Only a few studies in Indigenous Australian populations have used biomarkers to verify self-reported smoking. A community-based study in an urban population recorded 10% of self-reported nonsmokers with BCO above cutoff of 9 ppm[26], while a clinic-based study in a remote population tested BCO but did not analyze discrepancies[25]. Two clinic-based studies using urine cotinine, one remote and one urban, both found higher discrepancies. The remote study found 15% of self-reported nonsmokers produced levels above cutoff (539 nmom/l)[7], while the urban study found 17% of self-reported nonsmoking pregnant women produced levels above cutoff (250 ng/ml)[14]. In the study reported here, 7% of self-reported nonsmokers had BCO above cutoff (≥7 ppm). Caution is, however, required before making direct comparison between these studies given the different population groups, recruitment methods, sample size, biomarkers, and study context.

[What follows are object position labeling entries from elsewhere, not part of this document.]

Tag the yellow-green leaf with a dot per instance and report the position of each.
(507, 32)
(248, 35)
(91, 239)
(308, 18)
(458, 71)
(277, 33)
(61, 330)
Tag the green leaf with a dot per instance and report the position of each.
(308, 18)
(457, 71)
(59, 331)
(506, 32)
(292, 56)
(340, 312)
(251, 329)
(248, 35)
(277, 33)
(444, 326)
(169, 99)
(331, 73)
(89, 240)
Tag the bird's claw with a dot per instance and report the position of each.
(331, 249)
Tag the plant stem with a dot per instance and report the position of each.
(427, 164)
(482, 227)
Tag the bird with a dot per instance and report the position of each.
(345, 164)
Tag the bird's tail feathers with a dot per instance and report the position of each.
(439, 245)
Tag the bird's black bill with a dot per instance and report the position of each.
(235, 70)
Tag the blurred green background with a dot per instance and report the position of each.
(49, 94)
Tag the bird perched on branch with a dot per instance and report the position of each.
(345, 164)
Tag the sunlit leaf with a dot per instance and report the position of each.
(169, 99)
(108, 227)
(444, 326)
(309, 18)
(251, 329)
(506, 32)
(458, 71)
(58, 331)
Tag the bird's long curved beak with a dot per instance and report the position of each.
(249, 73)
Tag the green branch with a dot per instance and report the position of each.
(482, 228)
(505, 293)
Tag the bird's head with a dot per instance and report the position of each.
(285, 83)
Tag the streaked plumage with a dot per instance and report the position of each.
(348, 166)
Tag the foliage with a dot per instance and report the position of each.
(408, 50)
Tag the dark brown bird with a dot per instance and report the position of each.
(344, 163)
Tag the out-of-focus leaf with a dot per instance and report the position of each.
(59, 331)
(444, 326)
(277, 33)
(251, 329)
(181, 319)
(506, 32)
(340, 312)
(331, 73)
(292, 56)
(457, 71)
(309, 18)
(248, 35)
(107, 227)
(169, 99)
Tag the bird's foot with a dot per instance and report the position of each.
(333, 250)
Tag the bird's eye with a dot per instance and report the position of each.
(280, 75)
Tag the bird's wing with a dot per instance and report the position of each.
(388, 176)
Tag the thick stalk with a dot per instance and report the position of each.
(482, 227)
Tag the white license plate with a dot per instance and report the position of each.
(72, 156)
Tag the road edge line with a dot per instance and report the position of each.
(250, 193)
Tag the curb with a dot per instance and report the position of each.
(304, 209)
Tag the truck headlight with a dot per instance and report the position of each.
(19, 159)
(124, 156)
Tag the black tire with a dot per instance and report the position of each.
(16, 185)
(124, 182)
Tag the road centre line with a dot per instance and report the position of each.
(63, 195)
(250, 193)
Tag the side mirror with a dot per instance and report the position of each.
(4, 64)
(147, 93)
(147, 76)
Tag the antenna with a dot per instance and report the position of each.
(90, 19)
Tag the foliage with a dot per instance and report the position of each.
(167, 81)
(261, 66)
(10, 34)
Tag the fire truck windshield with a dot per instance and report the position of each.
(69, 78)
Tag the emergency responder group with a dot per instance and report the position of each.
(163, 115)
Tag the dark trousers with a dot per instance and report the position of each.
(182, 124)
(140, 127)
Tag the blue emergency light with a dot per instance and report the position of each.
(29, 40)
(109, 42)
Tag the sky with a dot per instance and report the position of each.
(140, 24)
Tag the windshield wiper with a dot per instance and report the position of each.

A range of BCO cutoff levels has been used to validate self-reported smoking in different population groups around the world. Cutoffs as high as 10 ppm have been used[20, 47, 48]. Others have used 9 ppm[22, 26, 37, 44]; 8 ppm[19]; 7 ppm[28]; 6.5 ppm[17]; or 6 ppm[21]. Several studies recommend cutoffs as low as 2 to 3 ppm[29, 31, 36]. However, self-reported smoking status and BCO level can vary between ethnic groups in the same location[23]. This suggests possible cultural or communication differences in responses to questions about smoking, a challenge well-known in remote Aboriginal communities[7, 39]. Different sociocultural patterns of smoking may mean different BCO cutoffs are required in different populations. In this study population, reducing the BCO cutoff from ≥7 ppm to ≥5 ppm would increase the self-reported smokers verified from 96.0% to 99.6%, while self-reported nonsmokers verified would remain unchanged at 93.3%. With better information in future studies about those who smoke cannabis and not tobacco in these communities, the proportion of self-reported nonsmokers of tobacco verified could be as high as 96.6%.